When I lived in the Bay Area, I commuted to work on Caltrain. It took me about 20 minutes to get home - a perfect amount of time for me to journal about the day's events. In particular, I'd write about what I had enjoyed doing most at work that day and what I'd enjoyed least. Over time, I saw patterns emerge, and I started to get a better sense of what kind of work I wanted to do going forward. In fact, this journaling played a crucial role in my decision to transition to a career in software engineering.
Now that I live in LA, I don't ride Caltrain any more - I either drive or walk to work. While I love the chance to listen to the news or get some exercise during my commute, I miss the routine of journaling. To encourage me to get back into this habit, I'm building an app that will remind me to journal every day and store my responses.

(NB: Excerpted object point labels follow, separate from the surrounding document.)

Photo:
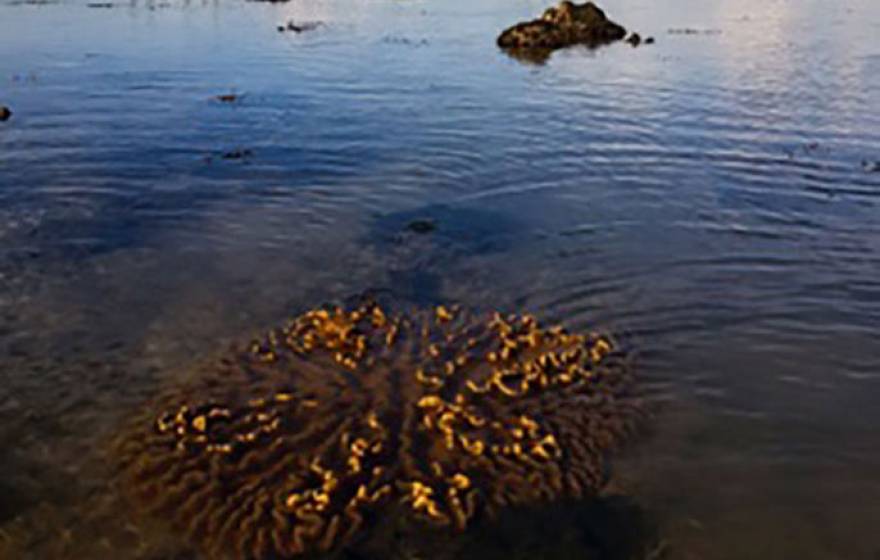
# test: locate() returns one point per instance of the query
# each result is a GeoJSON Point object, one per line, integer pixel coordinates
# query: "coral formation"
{"type": "Point", "coordinates": [562, 26]}
{"type": "Point", "coordinates": [290, 445]}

- The app will send me a text message at 5pm every weekday: "What did you enjoy doing most at work today?"
- I will be able to respond to this text message, and the app will save my response.

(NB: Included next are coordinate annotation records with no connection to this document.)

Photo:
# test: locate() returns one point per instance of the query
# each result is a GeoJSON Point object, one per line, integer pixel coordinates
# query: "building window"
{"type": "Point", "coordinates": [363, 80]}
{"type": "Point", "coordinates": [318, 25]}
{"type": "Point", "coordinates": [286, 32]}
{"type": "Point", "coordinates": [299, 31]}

- If I respond, the app will send me a second text message: "What did you enjoy doing least at work today?"
- I will be able to respond to this message and save that response too.

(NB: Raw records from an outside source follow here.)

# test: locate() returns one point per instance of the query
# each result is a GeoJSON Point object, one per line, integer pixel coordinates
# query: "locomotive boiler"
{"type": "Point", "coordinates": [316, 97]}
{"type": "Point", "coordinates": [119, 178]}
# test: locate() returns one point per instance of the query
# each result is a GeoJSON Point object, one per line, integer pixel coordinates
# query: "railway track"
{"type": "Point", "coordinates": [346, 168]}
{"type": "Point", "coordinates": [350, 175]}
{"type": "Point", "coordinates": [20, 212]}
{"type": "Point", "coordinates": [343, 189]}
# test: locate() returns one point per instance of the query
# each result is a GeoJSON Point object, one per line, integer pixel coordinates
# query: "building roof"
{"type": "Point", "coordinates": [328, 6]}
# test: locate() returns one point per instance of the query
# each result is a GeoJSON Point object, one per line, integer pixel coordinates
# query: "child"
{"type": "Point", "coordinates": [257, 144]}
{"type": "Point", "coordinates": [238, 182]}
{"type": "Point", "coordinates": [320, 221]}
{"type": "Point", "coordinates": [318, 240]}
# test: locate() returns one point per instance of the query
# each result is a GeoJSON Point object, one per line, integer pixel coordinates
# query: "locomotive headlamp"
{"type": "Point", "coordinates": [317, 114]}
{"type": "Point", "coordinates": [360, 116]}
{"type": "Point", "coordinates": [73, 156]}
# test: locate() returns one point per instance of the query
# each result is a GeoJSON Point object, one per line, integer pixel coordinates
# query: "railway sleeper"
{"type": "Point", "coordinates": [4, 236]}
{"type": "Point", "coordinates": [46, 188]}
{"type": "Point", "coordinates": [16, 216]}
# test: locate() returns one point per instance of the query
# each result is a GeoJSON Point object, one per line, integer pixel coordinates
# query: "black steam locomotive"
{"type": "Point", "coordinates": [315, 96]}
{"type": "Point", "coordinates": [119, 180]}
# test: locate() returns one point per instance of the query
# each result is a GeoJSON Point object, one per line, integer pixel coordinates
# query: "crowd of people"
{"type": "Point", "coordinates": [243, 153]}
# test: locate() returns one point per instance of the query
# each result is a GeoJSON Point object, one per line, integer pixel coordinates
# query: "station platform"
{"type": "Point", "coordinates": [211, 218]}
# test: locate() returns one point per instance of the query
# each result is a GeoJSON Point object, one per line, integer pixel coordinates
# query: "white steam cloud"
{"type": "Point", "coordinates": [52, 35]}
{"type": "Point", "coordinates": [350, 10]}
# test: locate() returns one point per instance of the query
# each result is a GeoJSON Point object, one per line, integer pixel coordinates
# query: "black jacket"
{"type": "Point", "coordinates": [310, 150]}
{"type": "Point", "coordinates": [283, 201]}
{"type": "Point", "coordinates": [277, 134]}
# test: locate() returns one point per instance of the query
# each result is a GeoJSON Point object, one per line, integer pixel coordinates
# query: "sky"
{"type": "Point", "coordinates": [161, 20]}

- I will be able to go to a website to see a record of my previous responses.
- Any user will be able to create an account on the app. Users will be able to see only their own responses - not anybody else's.
- Every Saturday (or perhaps on Monday mornings), the app will email users a summary of their responses for the previous week.
- The weekly summary will include word clouds to show the terms most commonly used in the user's positive and negative responses.
- The app will invite users to respond to this weekly summary and save their responses.
- The app will look for patterns within each user's responses (perhaps via natural language processing) and surface these trends in some way.
- The app will look for patterns across different user's responses and surface them in some way.
- Users will be able to choose to receive and send messages via Slack or email rather than SMS.